The paper explores the geometric interpretation of this framework on the "occupancy manifold," the space of possible occupancy distributions endowed with a geometry induced by the $\alpha$ -divergence. The parameter $\alpha$ controls the curvature of this manifold. The optimal occupancy distributions $p_{\alpha,\beta}$ achieved by maximizing the total return (extrinsic + intrinsic) are shown to be $\alpha$ -projections from the uniform distribution $u$ onto isoreturn hyperplanes (Theorem 4.2). Importantly, Theorem 4.4 reveals that varying the exploration-exploitation trade-off parameter $\beta$ traces an $(\alpha+2)$ -geodesic path on the occupancy manifold, connecting the purely exploitative policy ( $p_\alpha^*$ , maximizing $R(\pi)$ ) to the purely explorative policy ( $u$ , uniform occupancy).

Practical Implications:

Reward Design: Practitioners should use intrinsic rewards of the form $\beta f[1/p_\pi(s)]$ where $f$ is concave. The $\alpha$ -information family $I_\alpha$ is particularly recommended due to its geometric properties and connection to known methods. $I_0$ (generalized count-based) is highlighted as a promising candidate.
Occupancy Estimation: Implementing these rewards requires estimating the occupancy density $p_\pi(s)$ , especially in continuous or large state spaces. Methods like k-nearest neighbor or k-means density estimation, previously used in maximum entropy exploration, can be employed.
Optimization: While natural gradient ascent in the occupancy manifold offers theoretical advantages (like convexity for $\alpha=-1$ , see Proposition 4.5), it's generally intractable. Standard policy gradient methods can be used, and the paper suggests a scaling adjustment (Eq. 23) for consistency when using non- $\alpha$ -information rewards, although this adjustment is implicitly handled for $\alpha$ -information rewards.
Neuroscience: The framework suggests that biological novelty-seeking (linked to $\alpha=0$ ) and surprise (linked to $\alpha=-1$ ) might represent points on a continuous spectrum governed by the geometric parameter $\alpha$ .

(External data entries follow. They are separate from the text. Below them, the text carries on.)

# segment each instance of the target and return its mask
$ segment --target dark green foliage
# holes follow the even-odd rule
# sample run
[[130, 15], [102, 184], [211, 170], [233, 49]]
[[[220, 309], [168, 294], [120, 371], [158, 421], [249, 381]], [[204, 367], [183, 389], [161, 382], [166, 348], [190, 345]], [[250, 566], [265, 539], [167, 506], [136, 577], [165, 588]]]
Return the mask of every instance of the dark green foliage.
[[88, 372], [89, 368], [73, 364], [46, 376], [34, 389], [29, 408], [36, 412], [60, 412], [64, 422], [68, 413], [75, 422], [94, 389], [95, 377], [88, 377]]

In summary, the paper provides a unifying information-geometric foundation for artificial curiosity, constraining intrinsic rewards to concave functions of reciprocal occupancy based on invariance principles. It demonstrates that $\alpha$ -information rewards derived from this framework generalize and connect count-based and maximum entropy exploration through the geometry of the occupancy space, offering a principled approach to balancing exploration and exploitation.